Remember when people were arguing for the inevitability of a US recession in 2023? We did not get one in 2024 either. Outright recession calls will likely be conspicuous by their absence in the turn-of-the-year macro outlooks for 2025, but that should make us more nervous, not less.
Ruchir Sharma had a piece in the FT claiming:
America is over-owned, overvalued and overhyped to a degree never seen before. As with all bubbles, it is hard to know when this one will deflate, or what will trigger its decline.
This is very similar to the ‘end of dollar dominance’ narratives that claim the US must come unstuck eventually and point to all the things that could potentially go wrong, but somehow never do. There is an element of anti-Americanism in some of these narratives, which is why you tend to hear them coming more from the FT and European economists. If you do not like America for whatever reason, then it is psychologically harder to like US dollar assets, but indulging that prejudice has been very expensive for a long time now.
‘Bubble’ claims are mostly analytically and empirically empty, but there is no doubt that US equities are expensive in absolute and relative terms. The outperformance with respect to Europe in 2024 is more pronounced than in any year since 1976, based on a BoA chart doing the rounds this week. This has the value contrarians trying to make the case for Europe and China but they run into the obvious difficulty that the US is outperforming in terms of underlying fundamentals, even if you think equity prices are rich relative to those fundamentals.
Whether it is GDP or productivity, the US has consistently outperformed much of the developed world in aggregate over an extended period. It is easy to make the case for the relative outperformance of US equities, even if you think absolute valuations look stretched. People like to speculate about what could go wrong with the US in the future, eliding what is going wrong in other economies right now. Adding to the list of favourable fundamentals, US corporate profits as a share of GDP are at record highs and well above long-term averages. That would seem very relevant to the valuation of US equities.

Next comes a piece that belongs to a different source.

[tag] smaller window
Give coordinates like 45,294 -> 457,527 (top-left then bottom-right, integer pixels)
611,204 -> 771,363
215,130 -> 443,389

A version of the following chart has been kicked around a lot in Australian economic commentary circles in recent weeks, variously rebased to show the underperformance of Australian real gross household disposable income per capita relative to peer economies. Australia’s recent underperformance has been rationalised in various ways. A more interesting perspective comes from rebasing to the beginning of the series, which shows the US outperforming the G7 and OECD for the better part of a decade.